GPoeTry

Github repository here.

This is an ongoing project, which is mostly based around a bet between my brother and I: he claims that AI written poetry will never be on par with human written poetry. I think that might be true today, but not over the long run. This project is a simple test. I used public domain poems and OpenAI’s GPT3 API to generate and curate a sample of AI poems, and then built a quick site to test whether people could tell them apart. At the moment, the site isn’t public - OpenAI’s usage terms require me to get approval first (because the site serves static content rather than offer API access, it should be okay), and I’ll hopefully update this with a visible project soon!

Working With GPT3

The most interesting part of the project was experimenting with getting GPT3 to write novel poetry.

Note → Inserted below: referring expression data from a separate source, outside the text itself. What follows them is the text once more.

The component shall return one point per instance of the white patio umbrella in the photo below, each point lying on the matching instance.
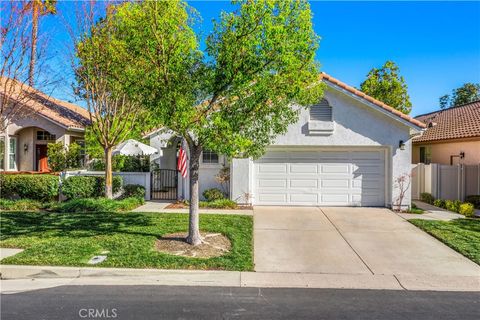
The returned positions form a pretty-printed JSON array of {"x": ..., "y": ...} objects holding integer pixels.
[{"x": 135, "y": 148}]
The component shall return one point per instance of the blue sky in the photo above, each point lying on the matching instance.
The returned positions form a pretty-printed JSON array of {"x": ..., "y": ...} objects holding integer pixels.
[{"x": 436, "y": 44}]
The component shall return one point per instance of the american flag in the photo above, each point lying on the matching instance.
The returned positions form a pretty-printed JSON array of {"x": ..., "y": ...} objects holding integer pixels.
[{"x": 182, "y": 160}]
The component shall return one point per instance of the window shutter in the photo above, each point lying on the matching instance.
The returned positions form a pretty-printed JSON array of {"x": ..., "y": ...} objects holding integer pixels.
[{"x": 321, "y": 111}]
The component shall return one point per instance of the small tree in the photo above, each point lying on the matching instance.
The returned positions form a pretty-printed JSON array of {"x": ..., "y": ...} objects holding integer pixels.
[
  {"x": 236, "y": 96},
  {"x": 387, "y": 85},
  {"x": 467, "y": 93}
]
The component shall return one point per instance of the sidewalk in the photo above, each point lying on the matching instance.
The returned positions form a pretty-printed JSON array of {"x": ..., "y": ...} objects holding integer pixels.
[
  {"x": 160, "y": 207},
  {"x": 25, "y": 278}
]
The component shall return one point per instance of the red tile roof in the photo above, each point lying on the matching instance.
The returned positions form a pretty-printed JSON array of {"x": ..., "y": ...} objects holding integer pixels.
[
  {"x": 64, "y": 113},
  {"x": 376, "y": 102},
  {"x": 454, "y": 123}
]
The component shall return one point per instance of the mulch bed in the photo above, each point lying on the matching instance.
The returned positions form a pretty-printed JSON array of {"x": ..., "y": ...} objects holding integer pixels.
[{"x": 214, "y": 245}]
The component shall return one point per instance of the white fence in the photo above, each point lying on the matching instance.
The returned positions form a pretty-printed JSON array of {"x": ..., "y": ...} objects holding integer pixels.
[
  {"x": 444, "y": 181},
  {"x": 141, "y": 178}
]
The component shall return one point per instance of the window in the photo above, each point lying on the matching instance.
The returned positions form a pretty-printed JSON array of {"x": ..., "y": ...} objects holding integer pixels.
[
  {"x": 321, "y": 111},
  {"x": 2, "y": 153},
  {"x": 45, "y": 135},
  {"x": 209, "y": 157},
  {"x": 425, "y": 155},
  {"x": 12, "y": 154}
]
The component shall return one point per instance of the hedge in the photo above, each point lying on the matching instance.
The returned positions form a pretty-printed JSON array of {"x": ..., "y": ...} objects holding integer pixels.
[
  {"x": 42, "y": 187},
  {"x": 80, "y": 187}
]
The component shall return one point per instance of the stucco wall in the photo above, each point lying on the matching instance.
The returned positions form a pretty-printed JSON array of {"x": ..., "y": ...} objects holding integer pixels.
[
  {"x": 441, "y": 152},
  {"x": 355, "y": 125}
]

GPT3 is willing to offer up poems super easily! If you give it a prompt like “Below is a poem written by GPT3.\nTitle:” GPT3 will happily run with the input and write something up. However, I found this often produced exact copies of existing poems. This was especially true when adding in an author as a hint - GPT3 is constantly predicting the next token, and it makes sense that real poems would have a high probability of matching the input at any point. I tried prompting GPT3 with keywords like “novel” and “new”, but didn’t have too much luck. What consistently got GPT3 to write something that a quick search couldn’t identify as pre-existing was a novel poem title. If you gave it that prompt, it would happily write away! In order to keep tone consistent, I fed GPT3 a prompt starting with “Below is a list of poems”, one real example poem, and then a fake title: under that setting, GPT3 tends to write poems matching the style of the example poem, but with novel content. This left one challenge: generating titles for poems. I’m not sure my solution is perfect, but what I did in the end was straightforward; I fed GPT3 poem titles by an author as a list, and took the next one it completed as my input. I was worried this might turn up real titles, but didn’t observe that in practice.

Ultimately, I think there’s something to Gwern’s argument about prompt programming; even though GPT3 does a massive amount of work for you, finding prompts for effective output still requires practice and thought!

Disclaimer from the OpenAI usage regulations: I generated all AI poem output of this project in part with GPT-3, OpenAI’s large-scale language-generation model. Upon generating draft language, I reviewed, edited, and revised the language to my own liking and take ultimate responsibility for the poem content.